When the boys are six, summer is a three month long period of unbearable heat. Even the children, who are unnaturally resilient, hunch like panting dogs in any morsel of shadow they can find. It is a heat that turns the concrete into a hot plate that burns the bottoms of bare feet, that melts an ice pop before half of it can be eaten, that has the grass standing still, like even it is too heat-fatigued to move. Staring long enough at anything will play tricks on your mind, making the heat tangible and create illusions of heat wavered images. Loose t-shirts cling to their backs and their hair is shades darker from being sweat soaked, wrapping around their heads like sweaters and frying their brains.

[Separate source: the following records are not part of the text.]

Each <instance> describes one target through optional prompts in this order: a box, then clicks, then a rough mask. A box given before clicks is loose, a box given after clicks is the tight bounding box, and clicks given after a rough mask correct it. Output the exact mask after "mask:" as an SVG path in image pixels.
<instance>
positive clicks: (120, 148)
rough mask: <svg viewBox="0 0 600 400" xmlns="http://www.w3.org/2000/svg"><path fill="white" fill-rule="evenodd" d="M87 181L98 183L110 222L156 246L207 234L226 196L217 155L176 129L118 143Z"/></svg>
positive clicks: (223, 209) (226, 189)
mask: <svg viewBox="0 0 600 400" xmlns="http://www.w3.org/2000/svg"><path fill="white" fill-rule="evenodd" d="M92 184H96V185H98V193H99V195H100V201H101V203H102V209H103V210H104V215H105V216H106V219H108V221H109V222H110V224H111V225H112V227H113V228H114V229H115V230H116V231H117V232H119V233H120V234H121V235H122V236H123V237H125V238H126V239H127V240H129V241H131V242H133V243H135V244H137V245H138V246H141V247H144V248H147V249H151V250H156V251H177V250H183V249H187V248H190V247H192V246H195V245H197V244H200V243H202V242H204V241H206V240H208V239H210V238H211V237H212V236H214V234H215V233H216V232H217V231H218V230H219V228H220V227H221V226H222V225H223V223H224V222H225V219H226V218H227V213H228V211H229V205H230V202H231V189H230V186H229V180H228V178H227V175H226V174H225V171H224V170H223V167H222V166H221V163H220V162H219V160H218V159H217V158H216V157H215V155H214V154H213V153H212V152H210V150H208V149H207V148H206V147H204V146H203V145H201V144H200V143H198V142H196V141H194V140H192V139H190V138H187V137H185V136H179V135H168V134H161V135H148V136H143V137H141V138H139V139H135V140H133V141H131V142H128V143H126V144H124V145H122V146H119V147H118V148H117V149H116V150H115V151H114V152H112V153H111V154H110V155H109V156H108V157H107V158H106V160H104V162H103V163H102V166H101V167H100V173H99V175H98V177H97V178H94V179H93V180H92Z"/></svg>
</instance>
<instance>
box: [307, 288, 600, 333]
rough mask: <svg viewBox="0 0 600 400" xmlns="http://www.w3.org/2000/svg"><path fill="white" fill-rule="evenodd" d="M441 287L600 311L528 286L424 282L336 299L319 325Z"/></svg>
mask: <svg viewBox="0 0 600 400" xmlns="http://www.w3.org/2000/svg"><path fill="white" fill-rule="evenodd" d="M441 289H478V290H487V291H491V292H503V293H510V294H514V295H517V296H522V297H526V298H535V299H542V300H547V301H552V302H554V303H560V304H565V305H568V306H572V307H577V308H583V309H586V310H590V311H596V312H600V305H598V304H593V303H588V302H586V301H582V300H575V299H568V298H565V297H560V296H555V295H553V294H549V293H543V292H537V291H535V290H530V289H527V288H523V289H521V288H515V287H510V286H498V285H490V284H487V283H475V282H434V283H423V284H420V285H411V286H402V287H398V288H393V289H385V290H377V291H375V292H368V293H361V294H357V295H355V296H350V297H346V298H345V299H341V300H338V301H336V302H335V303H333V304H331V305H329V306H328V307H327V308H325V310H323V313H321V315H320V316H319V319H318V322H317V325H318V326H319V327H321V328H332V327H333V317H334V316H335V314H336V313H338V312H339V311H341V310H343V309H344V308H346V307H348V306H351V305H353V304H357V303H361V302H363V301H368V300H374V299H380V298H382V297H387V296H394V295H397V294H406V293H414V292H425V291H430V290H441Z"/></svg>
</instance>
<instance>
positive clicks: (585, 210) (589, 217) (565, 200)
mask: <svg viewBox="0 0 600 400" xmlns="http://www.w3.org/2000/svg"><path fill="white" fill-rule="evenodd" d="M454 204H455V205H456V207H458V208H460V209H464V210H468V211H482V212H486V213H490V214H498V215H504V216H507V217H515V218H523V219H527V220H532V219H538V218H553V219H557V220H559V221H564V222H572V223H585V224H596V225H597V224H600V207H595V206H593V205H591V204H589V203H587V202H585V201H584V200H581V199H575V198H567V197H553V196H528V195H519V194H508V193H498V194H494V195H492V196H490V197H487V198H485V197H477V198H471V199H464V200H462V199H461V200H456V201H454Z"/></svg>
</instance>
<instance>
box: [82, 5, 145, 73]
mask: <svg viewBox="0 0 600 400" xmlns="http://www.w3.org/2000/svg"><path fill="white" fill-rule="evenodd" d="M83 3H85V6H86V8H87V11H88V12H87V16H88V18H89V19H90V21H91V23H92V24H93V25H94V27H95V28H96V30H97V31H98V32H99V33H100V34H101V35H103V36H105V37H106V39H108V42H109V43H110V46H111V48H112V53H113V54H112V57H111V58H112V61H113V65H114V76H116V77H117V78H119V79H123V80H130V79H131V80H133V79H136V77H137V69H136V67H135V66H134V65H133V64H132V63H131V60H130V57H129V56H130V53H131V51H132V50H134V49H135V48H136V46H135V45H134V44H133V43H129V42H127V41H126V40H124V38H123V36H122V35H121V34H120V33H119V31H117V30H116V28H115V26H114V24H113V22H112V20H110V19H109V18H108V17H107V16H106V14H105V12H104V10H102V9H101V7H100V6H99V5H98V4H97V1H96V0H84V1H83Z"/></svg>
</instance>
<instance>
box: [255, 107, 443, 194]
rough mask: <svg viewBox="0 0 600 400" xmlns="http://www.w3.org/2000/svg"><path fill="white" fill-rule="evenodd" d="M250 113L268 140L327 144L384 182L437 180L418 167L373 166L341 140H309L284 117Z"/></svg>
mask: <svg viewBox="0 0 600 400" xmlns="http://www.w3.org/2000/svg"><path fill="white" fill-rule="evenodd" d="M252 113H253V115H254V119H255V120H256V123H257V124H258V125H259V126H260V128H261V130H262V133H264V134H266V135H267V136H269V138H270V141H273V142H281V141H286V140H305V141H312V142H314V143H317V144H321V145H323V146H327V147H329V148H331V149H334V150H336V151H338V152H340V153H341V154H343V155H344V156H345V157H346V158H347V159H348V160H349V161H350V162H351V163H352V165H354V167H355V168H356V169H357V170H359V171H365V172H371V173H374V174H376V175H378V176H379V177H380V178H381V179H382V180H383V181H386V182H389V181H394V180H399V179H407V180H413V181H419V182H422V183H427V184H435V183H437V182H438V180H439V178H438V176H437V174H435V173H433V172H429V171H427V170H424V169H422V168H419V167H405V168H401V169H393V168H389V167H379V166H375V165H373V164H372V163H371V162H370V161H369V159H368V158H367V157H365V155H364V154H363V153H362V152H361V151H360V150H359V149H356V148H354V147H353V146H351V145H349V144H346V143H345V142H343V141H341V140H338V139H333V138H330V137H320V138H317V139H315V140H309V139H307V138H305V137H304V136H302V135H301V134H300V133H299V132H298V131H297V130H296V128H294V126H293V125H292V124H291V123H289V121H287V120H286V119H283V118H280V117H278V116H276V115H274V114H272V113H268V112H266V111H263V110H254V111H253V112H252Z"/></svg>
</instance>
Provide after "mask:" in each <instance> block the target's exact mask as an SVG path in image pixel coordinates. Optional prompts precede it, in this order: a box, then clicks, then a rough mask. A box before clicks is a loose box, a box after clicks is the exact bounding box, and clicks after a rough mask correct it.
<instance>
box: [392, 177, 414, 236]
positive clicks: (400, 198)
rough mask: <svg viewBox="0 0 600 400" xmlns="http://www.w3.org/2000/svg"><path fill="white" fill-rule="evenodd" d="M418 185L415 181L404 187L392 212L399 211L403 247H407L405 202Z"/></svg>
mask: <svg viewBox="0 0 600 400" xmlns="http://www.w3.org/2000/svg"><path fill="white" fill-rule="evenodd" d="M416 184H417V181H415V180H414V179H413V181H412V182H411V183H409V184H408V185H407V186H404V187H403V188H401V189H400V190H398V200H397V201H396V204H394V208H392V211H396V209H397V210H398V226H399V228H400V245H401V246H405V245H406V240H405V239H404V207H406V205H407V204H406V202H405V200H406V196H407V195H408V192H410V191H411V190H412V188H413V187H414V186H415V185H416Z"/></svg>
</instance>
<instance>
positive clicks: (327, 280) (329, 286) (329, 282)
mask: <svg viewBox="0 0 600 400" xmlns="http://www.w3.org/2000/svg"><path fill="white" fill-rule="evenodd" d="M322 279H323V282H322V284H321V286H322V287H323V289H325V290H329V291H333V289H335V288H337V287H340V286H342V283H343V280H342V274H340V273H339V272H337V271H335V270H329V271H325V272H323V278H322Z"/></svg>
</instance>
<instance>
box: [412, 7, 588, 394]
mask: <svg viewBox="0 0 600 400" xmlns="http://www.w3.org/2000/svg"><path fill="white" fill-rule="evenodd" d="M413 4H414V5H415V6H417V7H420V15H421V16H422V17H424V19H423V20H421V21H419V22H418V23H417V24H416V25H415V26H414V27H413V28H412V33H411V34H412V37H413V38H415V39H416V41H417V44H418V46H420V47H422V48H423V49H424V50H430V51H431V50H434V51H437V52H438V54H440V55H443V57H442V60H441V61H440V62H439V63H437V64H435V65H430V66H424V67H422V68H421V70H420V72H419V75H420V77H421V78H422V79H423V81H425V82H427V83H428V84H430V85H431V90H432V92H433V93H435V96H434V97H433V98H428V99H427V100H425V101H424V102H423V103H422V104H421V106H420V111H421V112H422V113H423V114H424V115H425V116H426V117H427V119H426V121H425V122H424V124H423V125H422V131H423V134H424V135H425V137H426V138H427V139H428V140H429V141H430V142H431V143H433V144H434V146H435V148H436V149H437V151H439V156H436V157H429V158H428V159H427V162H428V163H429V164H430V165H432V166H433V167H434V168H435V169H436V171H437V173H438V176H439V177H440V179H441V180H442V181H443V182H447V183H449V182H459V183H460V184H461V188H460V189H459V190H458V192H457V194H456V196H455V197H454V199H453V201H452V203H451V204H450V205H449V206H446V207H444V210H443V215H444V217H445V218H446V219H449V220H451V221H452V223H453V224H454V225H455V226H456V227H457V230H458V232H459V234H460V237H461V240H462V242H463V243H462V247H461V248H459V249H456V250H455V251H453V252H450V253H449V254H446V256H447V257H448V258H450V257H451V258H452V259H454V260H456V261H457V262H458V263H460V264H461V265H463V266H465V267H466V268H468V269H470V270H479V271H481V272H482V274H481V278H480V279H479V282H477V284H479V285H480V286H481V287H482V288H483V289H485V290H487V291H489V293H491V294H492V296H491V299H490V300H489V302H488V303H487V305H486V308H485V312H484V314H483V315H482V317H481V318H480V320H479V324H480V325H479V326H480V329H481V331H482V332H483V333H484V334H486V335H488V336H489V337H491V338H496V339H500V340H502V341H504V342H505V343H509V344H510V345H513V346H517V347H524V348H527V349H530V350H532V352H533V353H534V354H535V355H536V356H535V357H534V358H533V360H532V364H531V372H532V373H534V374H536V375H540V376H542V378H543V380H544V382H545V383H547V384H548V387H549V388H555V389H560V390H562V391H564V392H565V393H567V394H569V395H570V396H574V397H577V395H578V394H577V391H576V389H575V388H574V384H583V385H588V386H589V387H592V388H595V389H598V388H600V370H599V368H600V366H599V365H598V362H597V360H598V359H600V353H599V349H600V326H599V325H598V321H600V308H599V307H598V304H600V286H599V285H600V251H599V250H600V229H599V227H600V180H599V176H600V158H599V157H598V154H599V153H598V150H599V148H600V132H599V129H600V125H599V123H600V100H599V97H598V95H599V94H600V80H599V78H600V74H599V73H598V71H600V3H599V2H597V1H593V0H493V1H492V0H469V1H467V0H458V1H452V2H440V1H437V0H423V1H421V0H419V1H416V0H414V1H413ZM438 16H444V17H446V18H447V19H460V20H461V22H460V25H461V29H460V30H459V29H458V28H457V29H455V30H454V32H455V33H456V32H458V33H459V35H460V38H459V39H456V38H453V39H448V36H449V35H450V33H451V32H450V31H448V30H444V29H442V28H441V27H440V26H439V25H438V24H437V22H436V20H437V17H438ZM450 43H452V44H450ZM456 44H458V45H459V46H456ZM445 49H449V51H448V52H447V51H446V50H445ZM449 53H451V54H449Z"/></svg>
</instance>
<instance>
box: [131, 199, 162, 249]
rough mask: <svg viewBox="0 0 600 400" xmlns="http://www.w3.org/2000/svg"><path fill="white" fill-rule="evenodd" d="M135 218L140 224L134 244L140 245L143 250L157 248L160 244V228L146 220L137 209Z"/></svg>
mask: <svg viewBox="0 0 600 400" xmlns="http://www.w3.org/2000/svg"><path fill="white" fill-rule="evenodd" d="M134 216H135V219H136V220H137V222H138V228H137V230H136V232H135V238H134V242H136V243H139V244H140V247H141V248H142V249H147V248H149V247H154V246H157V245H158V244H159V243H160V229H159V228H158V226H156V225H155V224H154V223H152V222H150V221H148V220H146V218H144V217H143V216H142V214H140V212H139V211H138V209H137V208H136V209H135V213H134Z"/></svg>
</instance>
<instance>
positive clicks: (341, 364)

It’s Justin, who is twelve at the time, who convinces their father to let them go down to the local river. At first they go as a family, loading up the car with lawn chairs and beach blankets. They’d squeeze in, warm skin sticking together as they chattered excitedly, the smell of sunscreen tickling nostrils. They’d come back and fall asleep during the drive, Griffin’s head on Travis’s damp shoulder.
By the time summer is half over though, the river is no longer a fun day vacation to look forward to, rather it’s a last ditch effort to survive the baking heat. It’s almost a daily escape. The day starts with Nick, knocking on their door as soon as the sun is up, everyone dressed in shorts and shirts they will soon ditch, it’s four bikes of varying size, they lug lunch boxes packed with ice and bottles of water, and if they are lucky, coke. Someone packs them sandwiches, so they don’t have to cycle home for lunch. They only sometimes remember the sunscreen, and often come home with sore, burnt skin that eventually gives way to tans, pausing just above the knee and resuming at their waists.